As lock down eases and life returns to pre pandemic ways (or not), the use of the park will change again. We have had no information from the Council as to when or if they will be opening the children’s play area although questions have been asked.
The park was a source of great relief during the lock down to so many, where exercising, walking, space were difficult to get. The Council didn’t always get it completely right, but they did listen to requests and responded well as possible during difficult times for them as well. We would like to thank them for their policing of the Thames path, the signage and keeping the services going.
Unfortunately there have been some unsavory aspects to the lock down. Although the toilet block is now open again and being cleaned, people are not using it, preferring to relieve themselves in bushes. Unpleasant for the gardening crew, difficult for dog walkers and unclean for the rest of us. This is something that needs to be sorted out as soon as possible.
There is some discussion about turning the Moat Garden into a ‘Mini Forest’ – the idea of planting over 600 native trees on the space of a tennis court. Native trees, grow 10x faster, 30x denser, are 100x biodiverse and 100% organic. Urban forest acting as mini carbon sinks. If you look at this link there is more information and an excellent YouTube film of some of the mini forests that have already been planted.
The Moat Garden is not a suitable place as there is a restriction on any works/roots that might affect any archaeology below the surface. However there are other sites in the borough that might work.
We will wait until either the autumn or next year to plant out the new rose bushes. Although the dead heading and care that the gardening group have given the garden has resulted in the most amazing display this year. We do hope that you managed to get out and appreciate the garden.
words and photographs by Jane Swithinbank
One of the pleasures of summer is to sit beside the purple loose-strife fringed pond in Bishop’s Park and watch the newly emerged dragonflies and damselflies in their magnificent adult form. Some species will have spent up to five years as nymphs hatched from eggs crawling around the depths going through a series of between five and fifteen different molts to finally reveal the winged adult. They will only have a brief time to find a mate and begin this extraordinary cycle all over again.

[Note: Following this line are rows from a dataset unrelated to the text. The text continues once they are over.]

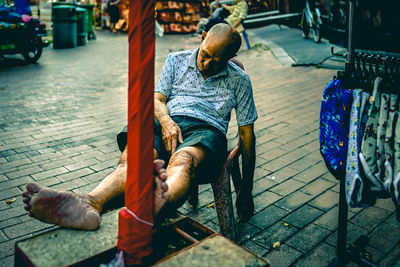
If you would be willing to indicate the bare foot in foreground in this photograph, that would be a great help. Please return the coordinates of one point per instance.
(80, 211)
(61, 208)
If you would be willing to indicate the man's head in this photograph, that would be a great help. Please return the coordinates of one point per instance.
(220, 44)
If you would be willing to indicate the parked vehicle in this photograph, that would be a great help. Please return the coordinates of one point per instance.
(17, 37)
(311, 21)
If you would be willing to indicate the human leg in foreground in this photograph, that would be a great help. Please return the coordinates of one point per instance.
(82, 211)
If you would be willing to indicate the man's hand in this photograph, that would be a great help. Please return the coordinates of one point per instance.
(171, 135)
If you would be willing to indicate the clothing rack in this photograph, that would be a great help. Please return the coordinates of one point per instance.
(369, 63)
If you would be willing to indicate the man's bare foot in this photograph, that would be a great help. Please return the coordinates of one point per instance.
(161, 188)
(244, 207)
(61, 208)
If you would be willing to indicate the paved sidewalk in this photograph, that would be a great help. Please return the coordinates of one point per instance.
(58, 126)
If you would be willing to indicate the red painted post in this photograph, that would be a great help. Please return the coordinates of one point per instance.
(135, 221)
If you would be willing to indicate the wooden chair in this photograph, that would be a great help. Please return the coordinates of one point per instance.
(221, 185)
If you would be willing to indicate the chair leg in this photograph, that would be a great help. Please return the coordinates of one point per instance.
(223, 204)
(193, 198)
(235, 173)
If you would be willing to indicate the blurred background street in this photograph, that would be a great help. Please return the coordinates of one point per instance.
(59, 118)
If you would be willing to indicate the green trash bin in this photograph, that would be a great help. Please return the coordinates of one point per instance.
(64, 26)
(90, 31)
(82, 25)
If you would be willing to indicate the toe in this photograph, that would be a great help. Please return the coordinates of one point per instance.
(164, 186)
(158, 165)
(33, 187)
(165, 195)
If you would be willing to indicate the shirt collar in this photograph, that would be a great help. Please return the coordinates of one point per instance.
(193, 60)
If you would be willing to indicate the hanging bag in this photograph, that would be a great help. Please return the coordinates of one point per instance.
(334, 127)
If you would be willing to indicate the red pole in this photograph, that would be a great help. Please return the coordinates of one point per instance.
(135, 221)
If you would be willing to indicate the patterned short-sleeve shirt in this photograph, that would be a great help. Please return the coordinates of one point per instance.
(211, 100)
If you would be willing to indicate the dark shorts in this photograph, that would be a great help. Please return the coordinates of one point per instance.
(195, 133)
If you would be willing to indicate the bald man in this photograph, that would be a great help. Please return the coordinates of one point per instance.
(194, 97)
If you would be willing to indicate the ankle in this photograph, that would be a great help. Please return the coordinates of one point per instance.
(93, 202)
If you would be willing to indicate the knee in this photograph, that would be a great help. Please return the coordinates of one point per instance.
(182, 158)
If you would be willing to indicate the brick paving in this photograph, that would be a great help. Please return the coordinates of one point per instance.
(58, 124)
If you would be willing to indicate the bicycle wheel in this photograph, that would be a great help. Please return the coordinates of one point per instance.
(305, 28)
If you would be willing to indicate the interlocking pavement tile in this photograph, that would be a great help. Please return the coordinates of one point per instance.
(204, 214)
(303, 216)
(371, 217)
(293, 201)
(329, 220)
(49, 173)
(56, 163)
(3, 238)
(386, 204)
(14, 183)
(82, 164)
(255, 248)
(16, 163)
(283, 256)
(24, 172)
(25, 228)
(10, 222)
(322, 255)
(97, 176)
(245, 231)
(74, 174)
(393, 220)
(104, 165)
(12, 192)
(262, 184)
(308, 237)
(282, 174)
(287, 187)
(265, 199)
(392, 258)
(268, 216)
(317, 186)
(10, 213)
(311, 173)
(326, 201)
(278, 232)
(353, 232)
(70, 185)
(390, 240)
(276, 164)
(7, 261)
(272, 154)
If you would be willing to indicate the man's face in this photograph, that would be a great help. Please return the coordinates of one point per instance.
(211, 58)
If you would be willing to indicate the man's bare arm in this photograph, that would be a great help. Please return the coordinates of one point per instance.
(170, 131)
(248, 157)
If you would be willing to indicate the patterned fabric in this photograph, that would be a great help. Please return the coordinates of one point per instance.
(396, 168)
(381, 135)
(389, 142)
(334, 118)
(211, 100)
(368, 146)
(354, 184)
(363, 116)
(238, 11)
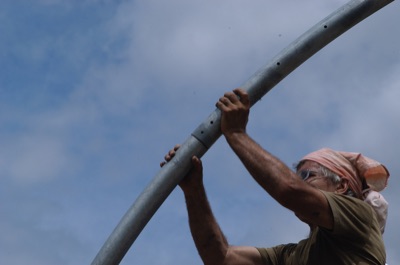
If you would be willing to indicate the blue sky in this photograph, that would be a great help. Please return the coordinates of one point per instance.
(94, 93)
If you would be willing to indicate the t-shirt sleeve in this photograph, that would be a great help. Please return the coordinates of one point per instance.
(352, 217)
(275, 255)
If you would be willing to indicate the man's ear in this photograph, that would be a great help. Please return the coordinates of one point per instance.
(343, 186)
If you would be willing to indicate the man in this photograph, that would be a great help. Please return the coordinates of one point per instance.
(327, 193)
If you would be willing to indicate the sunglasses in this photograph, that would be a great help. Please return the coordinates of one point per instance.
(305, 174)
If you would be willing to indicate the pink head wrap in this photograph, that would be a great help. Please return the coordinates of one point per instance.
(357, 168)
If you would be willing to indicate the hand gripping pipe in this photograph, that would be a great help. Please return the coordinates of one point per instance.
(207, 133)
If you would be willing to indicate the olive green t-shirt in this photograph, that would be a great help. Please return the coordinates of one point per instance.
(354, 239)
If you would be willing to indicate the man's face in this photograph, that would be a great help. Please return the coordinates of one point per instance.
(313, 176)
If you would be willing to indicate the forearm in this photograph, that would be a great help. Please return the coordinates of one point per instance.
(208, 237)
(270, 173)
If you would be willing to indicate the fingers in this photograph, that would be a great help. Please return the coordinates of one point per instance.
(236, 97)
(171, 153)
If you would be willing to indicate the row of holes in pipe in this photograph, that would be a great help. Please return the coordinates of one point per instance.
(278, 63)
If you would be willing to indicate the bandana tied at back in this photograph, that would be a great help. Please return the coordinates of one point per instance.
(357, 169)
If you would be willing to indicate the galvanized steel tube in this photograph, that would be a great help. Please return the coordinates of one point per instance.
(205, 135)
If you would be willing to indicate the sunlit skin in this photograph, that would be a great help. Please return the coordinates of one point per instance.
(304, 198)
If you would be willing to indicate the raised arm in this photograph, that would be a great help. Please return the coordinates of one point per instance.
(309, 203)
(210, 242)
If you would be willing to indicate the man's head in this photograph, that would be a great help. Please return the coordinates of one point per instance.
(322, 178)
(347, 173)
(356, 172)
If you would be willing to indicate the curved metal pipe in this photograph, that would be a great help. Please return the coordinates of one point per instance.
(207, 133)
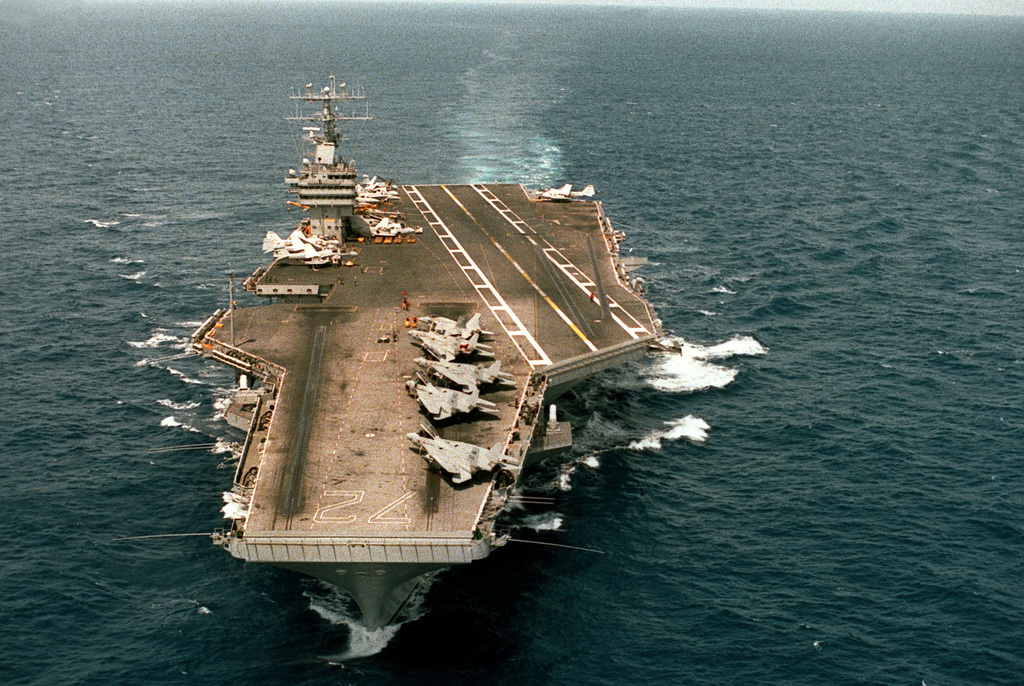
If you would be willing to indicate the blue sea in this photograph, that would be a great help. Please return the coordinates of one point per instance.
(823, 487)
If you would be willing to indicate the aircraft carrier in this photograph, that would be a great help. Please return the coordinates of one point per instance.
(397, 368)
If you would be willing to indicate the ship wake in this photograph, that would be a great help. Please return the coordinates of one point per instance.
(337, 607)
(691, 369)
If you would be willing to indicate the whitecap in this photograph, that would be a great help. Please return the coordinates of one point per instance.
(547, 521)
(171, 404)
(338, 607)
(737, 345)
(160, 338)
(687, 373)
(183, 376)
(689, 427)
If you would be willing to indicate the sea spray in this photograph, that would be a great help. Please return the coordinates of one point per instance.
(689, 427)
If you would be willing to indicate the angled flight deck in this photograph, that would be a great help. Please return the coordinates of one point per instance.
(393, 385)
(334, 487)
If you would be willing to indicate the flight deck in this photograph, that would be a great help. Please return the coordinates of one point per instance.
(335, 459)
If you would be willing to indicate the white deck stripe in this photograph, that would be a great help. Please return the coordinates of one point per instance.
(484, 288)
(585, 284)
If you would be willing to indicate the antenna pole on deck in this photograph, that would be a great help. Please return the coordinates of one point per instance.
(230, 301)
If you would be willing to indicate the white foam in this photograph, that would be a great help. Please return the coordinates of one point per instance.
(181, 375)
(177, 405)
(690, 370)
(159, 338)
(686, 374)
(337, 607)
(689, 427)
(737, 345)
(172, 423)
(546, 521)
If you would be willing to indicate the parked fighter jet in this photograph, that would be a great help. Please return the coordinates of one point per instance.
(467, 376)
(388, 226)
(460, 460)
(448, 347)
(442, 402)
(313, 250)
(462, 328)
(566, 194)
(375, 190)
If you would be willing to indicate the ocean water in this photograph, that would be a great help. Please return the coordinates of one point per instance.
(823, 488)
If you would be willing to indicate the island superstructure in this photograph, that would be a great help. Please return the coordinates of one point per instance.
(399, 373)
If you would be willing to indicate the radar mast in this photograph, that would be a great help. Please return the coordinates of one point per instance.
(326, 184)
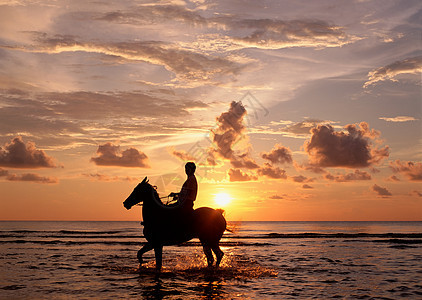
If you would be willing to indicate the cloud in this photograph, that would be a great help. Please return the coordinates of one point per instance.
(186, 64)
(411, 65)
(382, 192)
(154, 14)
(398, 119)
(411, 170)
(356, 175)
(29, 177)
(104, 177)
(238, 175)
(301, 178)
(416, 193)
(350, 149)
(260, 33)
(393, 178)
(308, 167)
(18, 155)
(230, 130)
(183, 155)
(277, 34)
(110, 155)
(272, 172)
(278, 155)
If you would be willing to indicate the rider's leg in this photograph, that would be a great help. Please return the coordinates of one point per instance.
(158, 257)
(144, 249)
(218, 253)
(208, 254)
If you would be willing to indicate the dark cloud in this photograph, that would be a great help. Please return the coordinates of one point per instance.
(356, 175)
(272, 172)
(411, 170)
(350, 149)
(382, 192)
(230, 130)
(18, 155)
(238, 175)
(278, 155)
(411, 65)
(110, 155)
(31, 177)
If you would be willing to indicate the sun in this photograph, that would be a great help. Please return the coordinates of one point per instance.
(222, 199)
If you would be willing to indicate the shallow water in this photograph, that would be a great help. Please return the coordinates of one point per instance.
(263, 260)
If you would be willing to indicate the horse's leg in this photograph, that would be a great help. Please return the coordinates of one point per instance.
(218, 253)
(208, 254)
(158, 257)
(144, 249)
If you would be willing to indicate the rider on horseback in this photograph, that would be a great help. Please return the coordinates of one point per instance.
(187, 194)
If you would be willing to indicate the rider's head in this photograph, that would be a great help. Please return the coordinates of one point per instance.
(190, 168)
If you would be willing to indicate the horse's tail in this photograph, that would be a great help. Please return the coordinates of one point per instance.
(232, 227)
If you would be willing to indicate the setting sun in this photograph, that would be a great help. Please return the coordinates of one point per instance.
(222, 199)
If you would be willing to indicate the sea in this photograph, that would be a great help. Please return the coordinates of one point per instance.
(263, 260)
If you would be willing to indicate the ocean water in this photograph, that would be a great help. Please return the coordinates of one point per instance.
(263, 260)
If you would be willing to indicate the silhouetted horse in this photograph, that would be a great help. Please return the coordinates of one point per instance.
(170, 225)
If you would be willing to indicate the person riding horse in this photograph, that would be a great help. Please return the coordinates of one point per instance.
(187, 194)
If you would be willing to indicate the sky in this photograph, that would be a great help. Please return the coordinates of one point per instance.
(291, 110)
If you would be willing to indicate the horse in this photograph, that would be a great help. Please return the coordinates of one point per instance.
(166, 225)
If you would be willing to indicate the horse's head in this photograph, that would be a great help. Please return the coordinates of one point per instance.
(137, 195)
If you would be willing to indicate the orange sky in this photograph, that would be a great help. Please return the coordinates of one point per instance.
(296, 112)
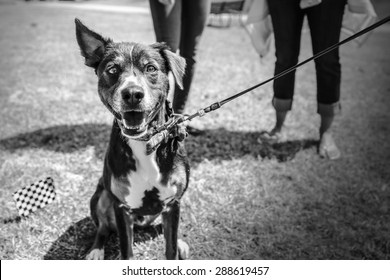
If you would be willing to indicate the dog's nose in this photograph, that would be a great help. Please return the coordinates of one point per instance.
(133, 95)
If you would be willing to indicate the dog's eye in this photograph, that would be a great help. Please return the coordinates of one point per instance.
(112, 70)
(151, 68)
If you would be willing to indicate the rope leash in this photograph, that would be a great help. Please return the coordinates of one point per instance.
(158, 137)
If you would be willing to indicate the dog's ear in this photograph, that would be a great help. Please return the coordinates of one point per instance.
(176, 64)
(92, 45)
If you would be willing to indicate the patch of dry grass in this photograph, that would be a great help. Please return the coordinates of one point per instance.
(248, 198)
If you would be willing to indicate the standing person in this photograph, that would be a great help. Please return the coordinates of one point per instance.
(180, 24)
(325, 20)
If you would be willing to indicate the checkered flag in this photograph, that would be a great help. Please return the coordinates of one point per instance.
(35, 196)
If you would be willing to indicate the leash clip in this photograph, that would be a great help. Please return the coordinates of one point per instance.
(201, 112)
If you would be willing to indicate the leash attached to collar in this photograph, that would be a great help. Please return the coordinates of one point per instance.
(164, 131)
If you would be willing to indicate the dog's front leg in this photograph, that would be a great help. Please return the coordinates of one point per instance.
(124, 222)
(174, 248)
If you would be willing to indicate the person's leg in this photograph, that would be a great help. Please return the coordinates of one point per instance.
(194, 19)
(167, 22)
(287, 20)
(325, 24)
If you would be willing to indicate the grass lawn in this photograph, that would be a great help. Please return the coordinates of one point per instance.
(248, 198)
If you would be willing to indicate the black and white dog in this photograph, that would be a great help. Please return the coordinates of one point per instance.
(135, 186)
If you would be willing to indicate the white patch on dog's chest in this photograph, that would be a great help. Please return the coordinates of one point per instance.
(146, 177)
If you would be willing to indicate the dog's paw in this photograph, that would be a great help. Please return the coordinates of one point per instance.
(95, 254)
(184, 250)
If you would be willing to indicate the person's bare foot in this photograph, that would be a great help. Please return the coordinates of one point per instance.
(274, 135)
(327, 148)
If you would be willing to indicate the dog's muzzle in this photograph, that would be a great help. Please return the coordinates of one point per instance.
(135, 124)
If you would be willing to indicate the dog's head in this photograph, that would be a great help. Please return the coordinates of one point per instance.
(133, 78)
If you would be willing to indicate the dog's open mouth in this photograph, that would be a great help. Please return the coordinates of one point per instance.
(133, 123)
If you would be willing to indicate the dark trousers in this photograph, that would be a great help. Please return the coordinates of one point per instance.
(181, 27)
(325, 24)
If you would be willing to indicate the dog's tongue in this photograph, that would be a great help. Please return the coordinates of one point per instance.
(133, 119)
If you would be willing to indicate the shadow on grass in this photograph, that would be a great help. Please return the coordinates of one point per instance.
(216, 144)
(78, 238)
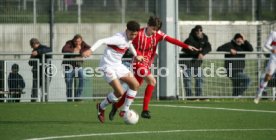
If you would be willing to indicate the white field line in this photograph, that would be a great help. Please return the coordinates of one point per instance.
(150, 132)
(213, 108)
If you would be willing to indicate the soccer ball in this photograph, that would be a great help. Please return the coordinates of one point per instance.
(131, 117)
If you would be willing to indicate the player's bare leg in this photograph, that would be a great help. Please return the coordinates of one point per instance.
(261, 88)
(147, 96)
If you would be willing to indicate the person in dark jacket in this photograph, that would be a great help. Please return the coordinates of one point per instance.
(36, 56)
(79, 49)
(192, 67)
(16, 83)
(235, 68)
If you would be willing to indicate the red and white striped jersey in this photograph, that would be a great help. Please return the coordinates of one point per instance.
(147, 45)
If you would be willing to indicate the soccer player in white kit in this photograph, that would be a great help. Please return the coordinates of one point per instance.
(113, 69)
(271, 66)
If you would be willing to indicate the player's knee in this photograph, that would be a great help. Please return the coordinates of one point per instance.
(152, 82)
(134, 85)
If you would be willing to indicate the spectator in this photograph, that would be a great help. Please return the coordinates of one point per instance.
(240, 80)
(16, 83)
(199, 40)
(81, 49)
(270, 44)
(37, 52)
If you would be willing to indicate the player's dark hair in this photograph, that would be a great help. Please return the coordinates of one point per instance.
(77, 36)
(34, 41)
(238, 35)
(133, 26)
(15, 67)
(155, 21)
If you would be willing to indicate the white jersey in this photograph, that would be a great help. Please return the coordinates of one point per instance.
(116, 47)
(271, 45)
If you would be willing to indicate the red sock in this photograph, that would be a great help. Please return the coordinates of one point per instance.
(147, 97)
(121, 101)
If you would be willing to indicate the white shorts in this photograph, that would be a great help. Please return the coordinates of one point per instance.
(271, 65)
(114, 72)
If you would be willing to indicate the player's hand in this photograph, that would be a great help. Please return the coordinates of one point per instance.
(233, 51)
(86, 53)
(34, 53)
(192, 48)
(200, 56)
(139, 58)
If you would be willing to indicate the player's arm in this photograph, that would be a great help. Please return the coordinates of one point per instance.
(139, 58)
(179, 43)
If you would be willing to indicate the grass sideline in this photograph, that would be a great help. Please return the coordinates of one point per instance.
(38, 120)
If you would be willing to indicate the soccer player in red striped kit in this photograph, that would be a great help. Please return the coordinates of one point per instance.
(145, 44)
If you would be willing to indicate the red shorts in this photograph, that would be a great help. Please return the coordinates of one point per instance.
(140, 71)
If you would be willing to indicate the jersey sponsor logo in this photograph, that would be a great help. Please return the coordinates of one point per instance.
(117, 49)
(273, 43)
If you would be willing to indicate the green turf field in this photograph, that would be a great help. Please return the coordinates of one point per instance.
(174, 120)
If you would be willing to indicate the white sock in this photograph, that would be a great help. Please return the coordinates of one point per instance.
(111, 98)
(125, 87)
(129, 99)
(261, 88)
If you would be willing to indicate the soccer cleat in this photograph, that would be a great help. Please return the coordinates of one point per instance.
(145, 114)
(112, 112)
(256, 100)
(100, 113)
(122, 114)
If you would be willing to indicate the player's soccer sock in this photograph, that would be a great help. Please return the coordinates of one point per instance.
(121, 101)
(262, 87)
(129, 99)
(147, 97)
(111, 98)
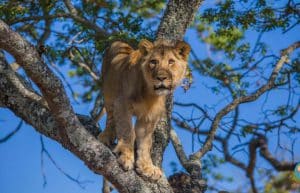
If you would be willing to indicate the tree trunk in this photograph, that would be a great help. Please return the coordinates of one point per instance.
(52, 115)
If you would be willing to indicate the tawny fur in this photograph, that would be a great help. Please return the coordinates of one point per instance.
(136, 83)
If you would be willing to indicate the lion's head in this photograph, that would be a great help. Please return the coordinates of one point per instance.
(163, 64)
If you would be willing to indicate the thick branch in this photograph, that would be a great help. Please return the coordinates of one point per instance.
(75, 137)
(269, 85)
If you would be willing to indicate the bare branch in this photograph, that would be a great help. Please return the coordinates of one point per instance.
(270, 84)
(71, 133)
(178, 147)
(81, 183)
(83, 65)
(8, 136)
(75, 15)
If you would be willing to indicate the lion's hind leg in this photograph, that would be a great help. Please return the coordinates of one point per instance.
(108, 136)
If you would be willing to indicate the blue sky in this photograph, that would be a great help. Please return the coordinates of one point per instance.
(20, 161)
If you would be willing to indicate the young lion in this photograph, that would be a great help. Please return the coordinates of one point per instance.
(135, 83)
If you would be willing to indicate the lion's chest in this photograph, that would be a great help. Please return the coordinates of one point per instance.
(149, 110)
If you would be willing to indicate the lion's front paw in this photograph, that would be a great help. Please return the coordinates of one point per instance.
(149, 170)
(126, 158)
(105, 138)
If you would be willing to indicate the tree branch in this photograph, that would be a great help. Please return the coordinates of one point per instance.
(71, 133)
(270, 84)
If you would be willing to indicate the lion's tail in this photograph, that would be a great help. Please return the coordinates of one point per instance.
(100, 115)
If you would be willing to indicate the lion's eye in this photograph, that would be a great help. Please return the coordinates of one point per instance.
(171, 62)
(153, 63)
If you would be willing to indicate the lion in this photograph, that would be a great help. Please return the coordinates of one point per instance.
(136, 83)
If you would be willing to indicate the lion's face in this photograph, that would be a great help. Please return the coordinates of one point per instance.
(164, 64)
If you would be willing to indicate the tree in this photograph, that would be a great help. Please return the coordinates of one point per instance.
(41, 35)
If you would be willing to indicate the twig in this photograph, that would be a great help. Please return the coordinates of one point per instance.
(44, 151)
(270, 84)
(8, 136)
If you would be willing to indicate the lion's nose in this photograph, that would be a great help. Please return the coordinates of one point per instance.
(162, 77)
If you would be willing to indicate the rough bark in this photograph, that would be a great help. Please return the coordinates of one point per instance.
(52, 115)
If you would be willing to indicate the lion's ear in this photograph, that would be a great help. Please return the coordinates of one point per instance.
(145, 46)
(183, 49)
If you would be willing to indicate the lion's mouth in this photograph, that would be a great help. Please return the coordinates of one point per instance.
(161, 87)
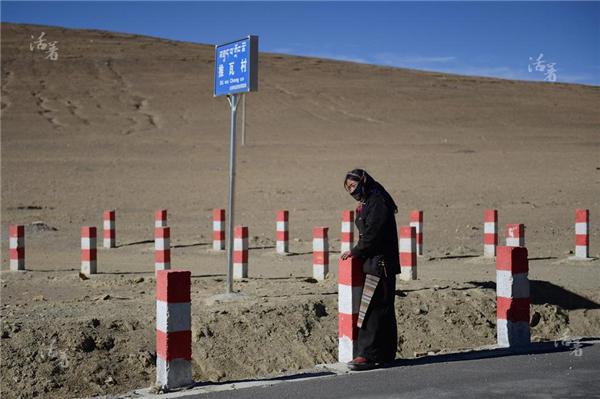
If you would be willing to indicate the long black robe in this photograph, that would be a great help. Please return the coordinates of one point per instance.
(378, 336)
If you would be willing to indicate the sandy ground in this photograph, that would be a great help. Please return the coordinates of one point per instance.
(129, 123)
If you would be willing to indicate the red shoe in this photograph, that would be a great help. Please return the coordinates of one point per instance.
(360, 364)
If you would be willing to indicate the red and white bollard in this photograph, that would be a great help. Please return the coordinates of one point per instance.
(282, 234)
(173, 329)
(16, 247)
(490, 232)
(162, 248)
(582, 231)
(512, 296)
(350, 283)
(88, 250)
(109, 229)
(416, 221)
(160, 218)
(240, 252)
(219, 229)
(320, 253)
(515, 235)
(408, 253)
(347, 231)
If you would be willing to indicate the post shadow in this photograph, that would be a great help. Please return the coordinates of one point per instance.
(531, 349)
(544, 292)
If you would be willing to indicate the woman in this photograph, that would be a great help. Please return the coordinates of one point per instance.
(378, 247)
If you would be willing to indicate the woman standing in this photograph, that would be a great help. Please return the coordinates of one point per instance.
(378, 247)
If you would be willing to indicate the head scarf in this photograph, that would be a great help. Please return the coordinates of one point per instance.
(366, 186)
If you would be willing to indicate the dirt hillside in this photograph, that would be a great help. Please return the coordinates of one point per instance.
(129, 122)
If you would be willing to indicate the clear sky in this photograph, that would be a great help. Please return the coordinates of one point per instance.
(473, 38)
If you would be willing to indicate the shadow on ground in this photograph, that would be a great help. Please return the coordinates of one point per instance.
(544, 292)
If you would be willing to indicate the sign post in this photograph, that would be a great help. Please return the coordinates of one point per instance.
(236, 73)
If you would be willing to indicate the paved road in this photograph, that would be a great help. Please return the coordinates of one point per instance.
(544, 375)
(546, 371)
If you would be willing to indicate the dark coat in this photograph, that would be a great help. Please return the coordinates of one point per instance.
(378, 234)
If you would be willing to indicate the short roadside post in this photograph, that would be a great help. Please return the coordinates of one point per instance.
(236, 73)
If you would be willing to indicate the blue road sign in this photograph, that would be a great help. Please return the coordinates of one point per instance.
(236, 66)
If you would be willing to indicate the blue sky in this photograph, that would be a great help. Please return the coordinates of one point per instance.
(472, 38)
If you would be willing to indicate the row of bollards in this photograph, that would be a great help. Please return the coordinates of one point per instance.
(515, 237)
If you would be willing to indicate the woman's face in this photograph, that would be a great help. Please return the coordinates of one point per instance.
(350, 185)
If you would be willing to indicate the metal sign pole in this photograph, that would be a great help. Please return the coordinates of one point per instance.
(233, 103)
(244, 119)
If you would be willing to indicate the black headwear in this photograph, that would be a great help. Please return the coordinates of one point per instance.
(366, 185)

Of around 57 species of dragonfly and damselfly in the UK the ones I photographed were the male migrant hawker dragonfly and the male blue-tailed damselfly. At rest, the damselflies have their wings stretched along their bodies while the dragonflies have theirs at right angles. Dragonflies have the largest eyes for their body size of any animal, taking up most of the head. About 80 % of the brain deals with visual information. Fossils have revealed that their ancestors had a wingspan similar to that of a kestrel!
We have had several moorhen broods as well as mallard and tufted ducklings. I didn’t see any mandarin young this year after seeing the males in full breeding plumage in the Spring. They probably set up home at The London Wetland Centre.
Among the lovely plants like Marsh Willow Herb and Water Mint around the ponds it was good to see thistles which provide habitats for spiders to make their homes in and are excellent food for bumble bees and also leaf cutter bees. In the last few Nature Notes we have been following the Dogwood family through the seasons and here it is in summer with its heads of creamy-white four-petaled flowers.
The long, dry spell has brought on very early signs of autumn this year with many trees dropping their leaves over the past few weeks as a survival strategy. Hopefully they will all be successful and I look forward to seeing them all refreshed in the Spring. Enjoy the Autumn.